А проза Гинзбург - это была весть о том, что идя строго рациональным путем, непрерывно мысля словами, додумывая мысли до конца, можно выйти к самым сияющим эстетическим вершинам, к тем, с которых только и можно провалиться в подлинный катарсис. Но и мужеством на таком пути надо было обладать феноменальным. "Скрещение анализа с лирикой" (как сама Гинзбург определяла состав своей прозы) давало крутую, взрывчатую и разъедающую все "соединительные ткани" смесь.
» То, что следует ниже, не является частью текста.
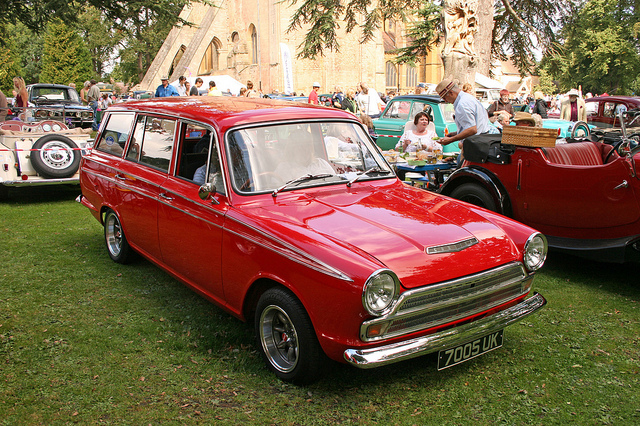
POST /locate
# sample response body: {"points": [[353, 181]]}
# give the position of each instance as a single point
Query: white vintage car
{"points": [[43, 153]]}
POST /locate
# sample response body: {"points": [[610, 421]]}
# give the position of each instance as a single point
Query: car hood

Между тем нормальный, дюжинный читатель есть как раз пожиратель "соединительной ткани", по составу простой, а по функции примитивной.

Может быть, потому и осталась Лидия Яковлевна Гинзбург в памяти даже благодарных читателей 80-х годов в лучшем случае как парадоксальный эссеист и безжалостный мемуарист, а не как великий прозаик, причем умный - не хтонически-мудрый, а именно ясно, с открытыми глазами умный.

Лидия Яковлевна настаивала на своем атеизме. Как вспоминает Бочаров, она знала, что задача обоснования безрелигиозной этики - из разряда нерешаемых. Рационалистическую безрелигиозную этику нельзя философски обосновать, но с ней можно жить.

Я, наверное, на всю жизнь запомнил концовку ее великолепного "Заблуждения воли", где она говорит об особенностях "имманентного, лишенного общих целей сознания":

"Бытие для него - не то эмпирическое месиво мгновений, равноправных в своей бессмысленности, не то тупая последовательность мгновений, поочередно отменяющих друг друга. И последнее из мгновений - смерть, которая отменяет все.

Такова логика достигшего предела индивидуализма. Но сильнее логики экзистенциальная практика. Она требует от мимолетного человека, чтобы он жил так, как если б его поступки предназначались для бесконечного исторического ряда. Она настаивает на неотменяемых связях общего бытия, любви и творчества, жалости и вины".

Словом, наберитесь мужества, и без Бога живите так, как будто Он есть. И притом без всякой надежды на личное бессмертие.